La route, unie et bien faite, a souvent dix-huit pieds de large. On passe le Fraser au moyen d’un bac, à quelque distance de Lilloet ; puis on remonte la vallée du Fraser pendant une vingtaine de milles, en tournoyant par-dessus les flancs escarpés des hauteurs. À la vallée Pavillon, la route tourne vers le nord-est, jusqu’au pied du mont Pavillon, où elle franchit une élévation de quinze cents pieds par de rapides zigzags. Notre attelage, réduit alors à quatre chevaux, n’était plus à la hauteur de sa tâche, et nous dûmes gravir à pied la montée.
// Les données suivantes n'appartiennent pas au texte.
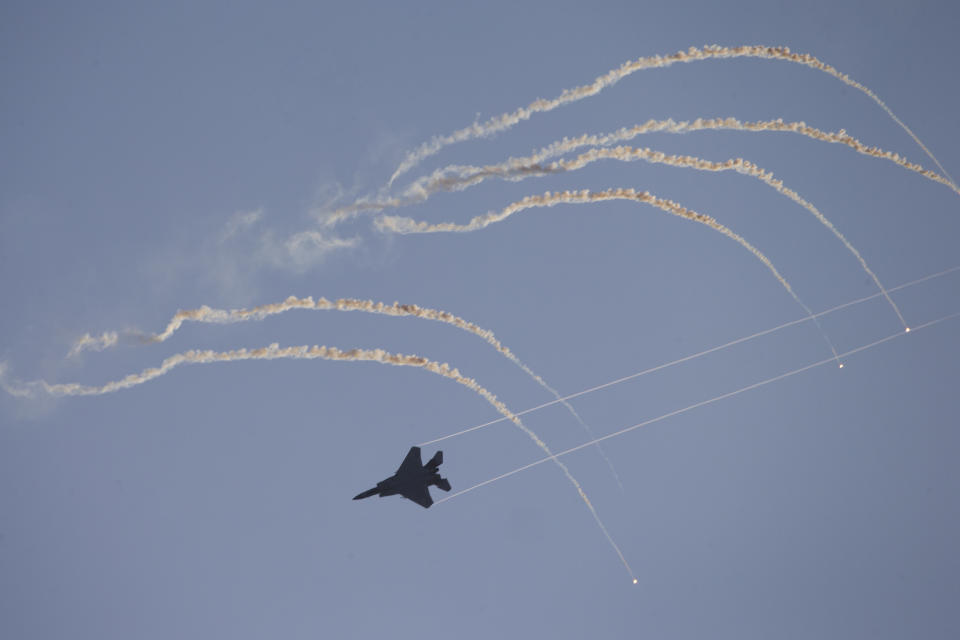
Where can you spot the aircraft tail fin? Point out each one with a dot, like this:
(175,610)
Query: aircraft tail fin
(366,494)
(436,460)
Du sommet, nous eûmes, vers le sud-est, une vue étendue et nous pûmes examiner la curieuse façon dont était formé le côté de la descente. Près de nous, se trouvait un creux dans lequel la surface présentait une succession de gonflements onduleux qui devenaient plus considérables à mesure qu’ils approchaient du fond. Ce creux nous eut l’air d’un cratère éteint, d’où la lave se serait jadis échappée en courants houleux qui se seraient figés peu à peu, refroidis et convertis, par degrés, en la pente inégale et revêtue de gazon que nous apercevions.

Un plateau herbeux commence à la cime du mont Pavillon et a une longueur de six à huit milles. La route s’élève ensuite avec rapidité et nous conduisit en haut des Rampes du Serpent. Devant nous, la descente se précipitait pendant deux mille pieds en zigzags. Coupé sur le flanc de la montagne, il ne complète souvent sa largeur qu’au moyen de poutres étendues au-dessus du précipice ; excepté aux tournants, deux voitures n’y peuvent passer de front sans danger, et on n’a aucun parapet.
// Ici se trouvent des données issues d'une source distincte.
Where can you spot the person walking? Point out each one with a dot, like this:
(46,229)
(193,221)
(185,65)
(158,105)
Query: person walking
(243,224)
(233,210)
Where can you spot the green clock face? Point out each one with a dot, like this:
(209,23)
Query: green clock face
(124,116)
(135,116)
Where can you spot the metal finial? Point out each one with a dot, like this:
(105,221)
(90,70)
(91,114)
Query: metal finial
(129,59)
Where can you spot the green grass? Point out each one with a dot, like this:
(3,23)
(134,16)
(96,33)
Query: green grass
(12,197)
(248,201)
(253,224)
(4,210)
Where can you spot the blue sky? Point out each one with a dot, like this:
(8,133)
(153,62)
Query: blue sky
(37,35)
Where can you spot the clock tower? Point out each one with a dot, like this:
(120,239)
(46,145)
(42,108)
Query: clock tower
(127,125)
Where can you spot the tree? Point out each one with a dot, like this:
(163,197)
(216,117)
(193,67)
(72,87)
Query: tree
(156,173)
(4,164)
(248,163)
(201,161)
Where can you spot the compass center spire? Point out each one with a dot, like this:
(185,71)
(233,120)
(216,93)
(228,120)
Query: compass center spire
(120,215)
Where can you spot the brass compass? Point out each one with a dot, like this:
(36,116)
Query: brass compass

Après avoir passé Clinton, où aboutit une route qui va par Yale, le chemin recommence à monter. Après quelques milles, nous arrivâmes sur le plateau, composé d’un sol sablonneux et stérile, où poussent de petits sapins en grand nombre, et qu’entrecoupent plusieurs lacs.
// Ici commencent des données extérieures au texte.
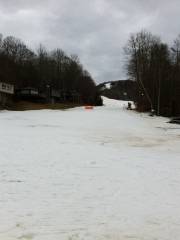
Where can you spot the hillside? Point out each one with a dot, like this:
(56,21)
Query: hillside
(120,90)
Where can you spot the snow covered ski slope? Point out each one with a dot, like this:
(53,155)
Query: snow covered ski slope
(102,174)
Tout le long de notre route les logements avaient été assez misérables ; ils devinrent abominables après Clinton. La seule couche qu’on trouvât était le plancher des auberges ou maisons situées au bord de la route, à chaque dizaine de milles et qui n’ont pas d’autre nom qu’un certain numérotage en rapport avec la borne de poste la plus voisine, par exemple, « la maison du cinquantième mille. » Nos uniques couvertures rembourraient assez peu les inégalités des planches mal taillées et nous protégeaient médiocrement contre les froids vents-coulis, qui sifflaient entre les ais mal joints de la porte. Ces auberges ne sont que des huttes de troncs mal équarris, formant une seule chambre. À une extrémité, s’ouvre une large cheminée, et, sur un côté, s’élève un comptoir derrière lequel sont posées des planches qui supportent des rangées de bouteilles pleines des boissons alcooliques les plus communes. Suivant la saison, en allant aux mines ou en revenant, les mineurs, hommes de toutes nations, Anglais, Irlandais, Écossais, Français, Italiens et Allemands, Yankees et nègres, Mexicains ou hommes nés dans les îles de l’océan Pacifique, arrivent vers le soir par bandes de deux ou trois, se débarrassent du rouleau de couvertures qu’ils ont sur le dos, le posent à terre et s’en servent comme de siéges, car la hutte n’en a que peu ou point du tout. La première chose qu’ils demandent ensuite, c’est à boire. Celui de la bande qui est le mieux en fonds fait la proposition, et le reste des assistants est ordinairement invité à y prendre part.

  1. Victoria a été représentée telle qu’elle était en 1858, dans le Tour du Monde, 1860, I, p. 292. (Trad.)